É sempre difícil prever, mas penso que sim. Se alguém tiver formação em Macau deveria ter sempre uma perspectiva internacional, e não apenas planear ficar para sempre no território. Sabemos que isso pode representar o paraíso (risos), mas também podem ficar perdidos no paraíso. Os casinos não garantem um desenvolvimento sustentável, pelo que temos visto nos últimos meses. Em primeiro lugar, é necessário ir para a China aprender mandarim, mas também ter uma perspectiva face a Hong Kong, a Portugal e à Europa, para existir uma maior pressão para que [o território] tenha um papel internacional.

Nesse sentido, o ensino superior necessita de amadurecer?
Ensinei na Faculdade de Comércio e Economia da Universidade de Hong Kong e [o ensino superior do território] tem, de facto, uma série de vantagens. Macau tem um enorme desafio de levar a cabo uma melhoria de todas as universidades. A USJ, por exemplo, tem uma ligação à Europa e tem um enorme potencial. Penso que têm de ser feitos enormes esforços, ao nível da cooperação com este mundo altamente tecnológico. Deve ainda ser estimulado o pensamento crítico e criativo. A mentalidade de trabalhar na mesma empresa para sempre já não existe, já não funciona. As escolas católicas têm um impacto enorme a esse nível, maior do que na Europa. A começar com a escola primária, e há uma grande procura, deve haver essa aposta na educação e na inspiração dos alunos a esse nível.

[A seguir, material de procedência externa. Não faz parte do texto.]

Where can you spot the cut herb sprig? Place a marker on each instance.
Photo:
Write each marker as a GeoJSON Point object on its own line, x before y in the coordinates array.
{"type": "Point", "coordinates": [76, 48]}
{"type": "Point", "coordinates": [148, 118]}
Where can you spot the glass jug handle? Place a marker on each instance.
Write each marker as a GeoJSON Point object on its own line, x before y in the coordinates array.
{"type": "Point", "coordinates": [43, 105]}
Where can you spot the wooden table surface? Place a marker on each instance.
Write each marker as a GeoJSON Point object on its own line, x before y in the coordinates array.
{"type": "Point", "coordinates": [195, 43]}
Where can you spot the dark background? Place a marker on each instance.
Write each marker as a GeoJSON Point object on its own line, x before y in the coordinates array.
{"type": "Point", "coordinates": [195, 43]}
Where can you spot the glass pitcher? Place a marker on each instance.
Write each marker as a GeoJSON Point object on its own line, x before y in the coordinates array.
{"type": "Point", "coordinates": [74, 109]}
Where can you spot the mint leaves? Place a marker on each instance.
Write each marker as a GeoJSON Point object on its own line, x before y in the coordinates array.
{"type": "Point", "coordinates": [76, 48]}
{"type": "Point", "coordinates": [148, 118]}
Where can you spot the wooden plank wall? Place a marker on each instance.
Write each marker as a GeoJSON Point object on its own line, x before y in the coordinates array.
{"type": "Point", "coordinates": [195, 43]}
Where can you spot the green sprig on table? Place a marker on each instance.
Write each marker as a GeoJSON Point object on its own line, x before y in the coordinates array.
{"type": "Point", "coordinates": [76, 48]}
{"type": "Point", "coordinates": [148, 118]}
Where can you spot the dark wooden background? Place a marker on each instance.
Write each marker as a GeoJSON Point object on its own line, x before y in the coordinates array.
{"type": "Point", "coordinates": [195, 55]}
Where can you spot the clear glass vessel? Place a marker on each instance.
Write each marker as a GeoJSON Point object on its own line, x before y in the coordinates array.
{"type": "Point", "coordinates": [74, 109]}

Acredita que os jovens de Macau perderam o interesse em estudar ciências sociais? Que razões pode apontar para isso?
Por um lado, penso que as pessoas de facto não estão interessadas nessas áreas mas, por outro, também noto um grande interesse. Temos estudantes chineses e americanos, e se na Europa quase temos de pagar para que os alunos prestem atenção ao que dizemos, aqui podemos encontrar alunos muito mais motivados, e que reúnem dinheiro para estudar. Pode haver mais motivação até. Penso que os institutos de investigação têm de explicar melhor aquilo que têm para oferecer. Há os jovens que olham constantemente para o telemóvel e temos de saber como responder a este fenómeno. Temos de ser mais sofisticados para atrair a atenção desta geração. Na minha opinião, estes cursos online que queremos promover podem ajudar, mas é sempre necessário uma interacção. Macau tem este lado multicultural que pode ajudar a criar espírito critico e criativo. É preciso preparar as pessoas para entrarem no mercado de trabalho e há muitas queixas das empresas, que consideram que os jovens não estão preparados para lidar com desafios diários e para desafiar o seu espírito crítico.


Um jesuíta com a sua missão

Antes de dirigir o Instituto Mateus Ricci, Stephan Rothlin esteve na China, onde, entre 1998 e 2002, dirigiu o Centro de Estudos Chineses em Pequim e foi professor convidado da Universidade de Renmin. Nascido na Suíça, Stephan Rothlin teve ainda uma experiência em Taipé, Taiwan, onde foi investigador na Universidade Católica Fu Jen. Voltaria à capital chinesa em 2005, onde foi presidente da consultora Rothlin International Management até 2013. Com este projecto, o também padre jesuíta desenvolveu trabalhos de consultadoria para empresas ao nível da responsabilidade social e corporativa, tanto no Continente, como em Hong Kong. No seu país natal, Stephan Rothlin estudou Economia na Universidade de Zurique e foi professor do Instituto de Gestão e Economia de Zurique.